IAMconsortium / concordia

Apache License 2.0
0 stars 3 forks source link

Wrong variable type for sector? #57

Closed TimotheeBrgs closed 2 months ago

TimotheeBrgs commented 3 months ago

In the previous version (2023-12-08), the variable sector had the type int64. and it was fine. Now, in version 2024-04-25, sector has the type string while there is only integer values from 0 to 13 in this variable, if I'm not mistaken.

Below is the CDO error message I get. I guess that sector has the variable ID = 3. cdf_get_var_double: ncid=65536 varid=3 val[0]=0.000000 Error (cdf_get_var_double): NetCDF: Not a valid data type or _FillValue type mismatch

CDO is fine if I pre-process files with sector dimensions using the command below: ncap2 -O -s 'sector=int64(sector)' your_file.nc output.nc

coroa commented 3 months ago

Hmm, hi @TimotheeBrgs ,

After a discussion with @etiennesky in #32 (refer especially to my summary in https://github.com/IAMconsortium/concordia/issues/32#issuecomment-1952600975), I decided to ensure the consistent sector order specified there, but to switch the sector variable instead to contain the sector labels instead of the integers.

If i had not done so, the sector variable would by definition always just contain the integer values [0, 1, 2, 3, ..., 13] (for CO2) in this exact order, which is non-sensical (ie then we don't need the variable).
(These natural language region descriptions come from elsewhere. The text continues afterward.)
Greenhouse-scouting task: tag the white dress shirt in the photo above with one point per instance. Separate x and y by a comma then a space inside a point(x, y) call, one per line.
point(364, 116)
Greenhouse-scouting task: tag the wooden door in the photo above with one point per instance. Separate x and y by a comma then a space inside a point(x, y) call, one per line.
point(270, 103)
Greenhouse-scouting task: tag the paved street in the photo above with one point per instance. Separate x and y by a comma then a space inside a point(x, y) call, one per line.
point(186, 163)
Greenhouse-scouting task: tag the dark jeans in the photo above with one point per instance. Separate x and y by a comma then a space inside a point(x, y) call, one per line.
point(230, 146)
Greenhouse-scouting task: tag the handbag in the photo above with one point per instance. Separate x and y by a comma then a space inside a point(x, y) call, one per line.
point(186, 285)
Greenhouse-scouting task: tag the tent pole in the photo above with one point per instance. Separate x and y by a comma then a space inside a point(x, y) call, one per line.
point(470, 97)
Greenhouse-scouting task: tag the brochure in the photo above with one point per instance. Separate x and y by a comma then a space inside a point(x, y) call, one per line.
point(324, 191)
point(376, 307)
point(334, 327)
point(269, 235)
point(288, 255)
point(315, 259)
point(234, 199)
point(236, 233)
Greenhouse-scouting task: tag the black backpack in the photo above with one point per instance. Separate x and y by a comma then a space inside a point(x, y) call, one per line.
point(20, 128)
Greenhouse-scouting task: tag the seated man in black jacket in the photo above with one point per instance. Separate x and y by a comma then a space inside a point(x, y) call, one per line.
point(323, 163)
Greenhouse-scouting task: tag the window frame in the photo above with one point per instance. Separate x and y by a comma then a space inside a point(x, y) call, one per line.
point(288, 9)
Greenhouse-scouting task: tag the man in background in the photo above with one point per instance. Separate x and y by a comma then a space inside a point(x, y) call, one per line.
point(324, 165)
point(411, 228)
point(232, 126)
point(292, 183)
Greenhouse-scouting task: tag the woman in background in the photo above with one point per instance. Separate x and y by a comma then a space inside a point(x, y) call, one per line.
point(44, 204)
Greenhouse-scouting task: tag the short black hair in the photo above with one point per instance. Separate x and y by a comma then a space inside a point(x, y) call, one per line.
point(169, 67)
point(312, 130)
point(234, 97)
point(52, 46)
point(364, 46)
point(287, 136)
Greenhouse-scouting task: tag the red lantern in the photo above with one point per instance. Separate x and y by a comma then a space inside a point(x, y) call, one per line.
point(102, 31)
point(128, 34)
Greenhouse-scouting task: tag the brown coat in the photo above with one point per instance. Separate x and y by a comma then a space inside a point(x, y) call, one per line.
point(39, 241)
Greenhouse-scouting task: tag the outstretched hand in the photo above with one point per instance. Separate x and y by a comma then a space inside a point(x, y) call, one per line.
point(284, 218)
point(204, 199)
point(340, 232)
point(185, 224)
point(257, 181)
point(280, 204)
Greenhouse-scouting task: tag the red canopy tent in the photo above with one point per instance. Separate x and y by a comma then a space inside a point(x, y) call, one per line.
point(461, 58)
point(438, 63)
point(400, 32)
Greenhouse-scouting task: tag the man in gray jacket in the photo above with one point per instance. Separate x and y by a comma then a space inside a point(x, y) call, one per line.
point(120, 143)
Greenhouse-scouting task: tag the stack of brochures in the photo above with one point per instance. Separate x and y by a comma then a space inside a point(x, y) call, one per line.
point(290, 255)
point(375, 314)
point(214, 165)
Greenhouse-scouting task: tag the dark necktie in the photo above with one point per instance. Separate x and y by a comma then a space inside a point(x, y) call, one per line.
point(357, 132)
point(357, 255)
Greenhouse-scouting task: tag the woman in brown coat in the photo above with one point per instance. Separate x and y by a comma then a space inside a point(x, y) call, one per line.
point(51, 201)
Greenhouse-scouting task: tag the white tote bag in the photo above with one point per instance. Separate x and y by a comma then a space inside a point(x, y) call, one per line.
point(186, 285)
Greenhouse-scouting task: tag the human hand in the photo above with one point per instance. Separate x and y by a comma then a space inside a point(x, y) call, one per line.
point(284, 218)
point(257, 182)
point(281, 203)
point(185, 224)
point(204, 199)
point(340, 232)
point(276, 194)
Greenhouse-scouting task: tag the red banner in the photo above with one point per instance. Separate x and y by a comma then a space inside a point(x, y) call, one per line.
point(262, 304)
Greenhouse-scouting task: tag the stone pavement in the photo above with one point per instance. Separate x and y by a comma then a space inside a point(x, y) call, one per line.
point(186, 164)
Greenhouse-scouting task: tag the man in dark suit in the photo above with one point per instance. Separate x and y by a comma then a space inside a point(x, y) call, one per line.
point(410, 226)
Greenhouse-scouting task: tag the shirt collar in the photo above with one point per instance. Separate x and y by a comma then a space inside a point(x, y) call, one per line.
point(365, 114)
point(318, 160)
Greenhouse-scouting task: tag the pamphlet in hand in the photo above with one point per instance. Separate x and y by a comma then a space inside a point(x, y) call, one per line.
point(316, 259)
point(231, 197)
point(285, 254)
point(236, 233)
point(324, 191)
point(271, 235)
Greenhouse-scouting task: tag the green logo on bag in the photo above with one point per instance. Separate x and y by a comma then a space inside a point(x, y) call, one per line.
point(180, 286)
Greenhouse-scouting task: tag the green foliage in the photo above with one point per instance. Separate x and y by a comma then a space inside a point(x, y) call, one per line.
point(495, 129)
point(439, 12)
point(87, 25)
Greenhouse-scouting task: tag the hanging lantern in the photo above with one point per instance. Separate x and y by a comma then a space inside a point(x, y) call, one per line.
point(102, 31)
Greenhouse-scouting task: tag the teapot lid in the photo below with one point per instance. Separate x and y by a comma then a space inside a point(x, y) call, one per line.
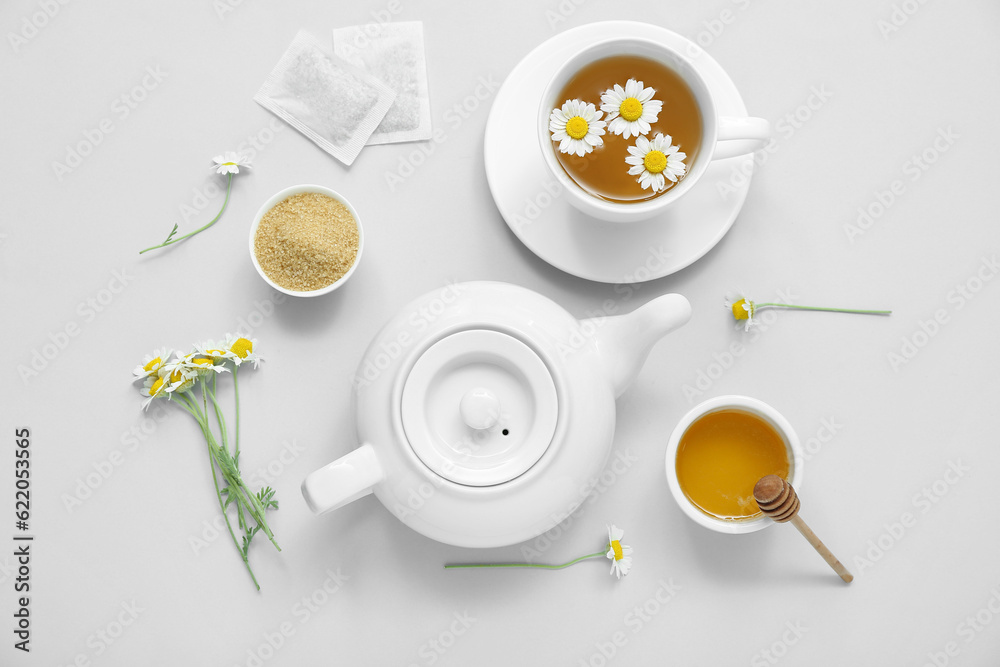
point(479, 407)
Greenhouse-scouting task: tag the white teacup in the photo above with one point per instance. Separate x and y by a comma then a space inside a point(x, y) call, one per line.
point(756, 408)
point(722, 137)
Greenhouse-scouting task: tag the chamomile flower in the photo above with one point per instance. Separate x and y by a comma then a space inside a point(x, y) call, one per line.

Can you explain why you read in the sector variable at all?

Or give me a cdo invocation that you use, which shows this problem?
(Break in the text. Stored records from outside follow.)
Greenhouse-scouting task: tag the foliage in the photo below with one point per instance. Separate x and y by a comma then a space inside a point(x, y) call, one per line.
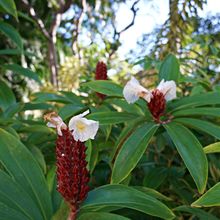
point(139, 169)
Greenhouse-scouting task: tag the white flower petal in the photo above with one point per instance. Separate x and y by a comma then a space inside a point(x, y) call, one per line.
point(51, 125)
point(55, 121)
point(82, 128)
point(168, 88)
point(133, 90)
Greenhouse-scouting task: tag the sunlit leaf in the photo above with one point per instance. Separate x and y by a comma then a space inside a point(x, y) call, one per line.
point(124, 196)
point(131, 151)
point(210, 198)
point(191, 152)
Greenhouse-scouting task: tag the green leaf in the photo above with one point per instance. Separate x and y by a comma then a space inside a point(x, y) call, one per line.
point(9, 7)
point(10, 32)
point(112, 117)
point(131, 151)
point(191, 152)
point(212, 148)
point(201, 214)
point(22, 71)
point(198, 124)
point(152, 192)
point(7, 212)
point(105, 87)
point(134, 108)
point(155, 177)
point(7, 97)
point(13, 109)
point(13, 195)
point(198, 111)
point(52, 185)
point(21, 165)
point(209, 98)
point(101, 216)
point(10, 52)
point(124, 196)
point(210, 198)
point(39, 157)
point(170, 68)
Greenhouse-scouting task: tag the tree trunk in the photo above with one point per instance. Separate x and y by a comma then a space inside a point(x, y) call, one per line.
point(53, 63)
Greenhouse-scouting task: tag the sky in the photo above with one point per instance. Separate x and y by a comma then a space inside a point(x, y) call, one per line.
point(151, 14)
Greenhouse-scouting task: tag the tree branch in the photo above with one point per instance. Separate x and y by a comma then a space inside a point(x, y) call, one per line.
point(134, 10)
point(34, 15)
point(78, 24)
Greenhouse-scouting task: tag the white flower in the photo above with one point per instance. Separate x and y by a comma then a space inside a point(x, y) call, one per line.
point(55, 121)
point(168, 88)
point(133, 90)
point(83, 129)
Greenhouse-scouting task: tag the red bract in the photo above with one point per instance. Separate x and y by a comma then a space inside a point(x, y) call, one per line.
point(157, 105)
point(101, 74)
point(72, 174)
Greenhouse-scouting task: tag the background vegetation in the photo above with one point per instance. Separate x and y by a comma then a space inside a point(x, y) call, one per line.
point(138, 169)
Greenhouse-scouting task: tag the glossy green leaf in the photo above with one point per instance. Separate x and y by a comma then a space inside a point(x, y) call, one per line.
point(10, 52)
point(191, 152)
point(170, 68)
point(39, 157)
point(210, 198)
point(105, 87)
point(14, 196)
point(25, 171)
point(198, 111)
point(101, 216)
point(112, 117)
point(152, 192)
point(13, 109)
point(212, 148)
point(209, 98)
point(201, 214)
point(201, 125)
point(7, 212)
point(155, 177)
point(124, 196)
point(10, 7)
point(134, 108)
point(7, 97)
point(22, 71)
point(52, 185)
point(12, 33)
point(131, 151)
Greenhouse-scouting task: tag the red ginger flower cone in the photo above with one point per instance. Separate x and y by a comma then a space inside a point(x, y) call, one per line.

etiennesky commented 3 months ago

Hi, for compatability with cmip6 (and maybe cmip7) scenarios, I think we should keep an index-based approach for the sectors. Most ESMs are written in Fortran and it's easier for them to use the int index approach. For some emissions the sectors ARE important as they indicate the injection height of the species.

coroa commented 3 months ago

@etiennesky How is it not index based? That is what I don't understand.

coroa commented 3 months ago

Ok, let me explain in more words, if you want to access the emissions in the industry sector (then you know that is index 2), so you access the equivalent of:

int startp[] = { 0, 2, 0, 0 };
int countp[] = { 10, 1, 180, 180 };
int varid = nc_inq_varid(ncid, "CO2_em_anthro",...);
float data[10][1][180][180];
nc_get_vara_float(ncid, varid, startp, countp, &data); // read in all the float32 values of the industry sector into data

ie. you refer to the data anyway by index, the sector variable does not matter for this, just ignore it.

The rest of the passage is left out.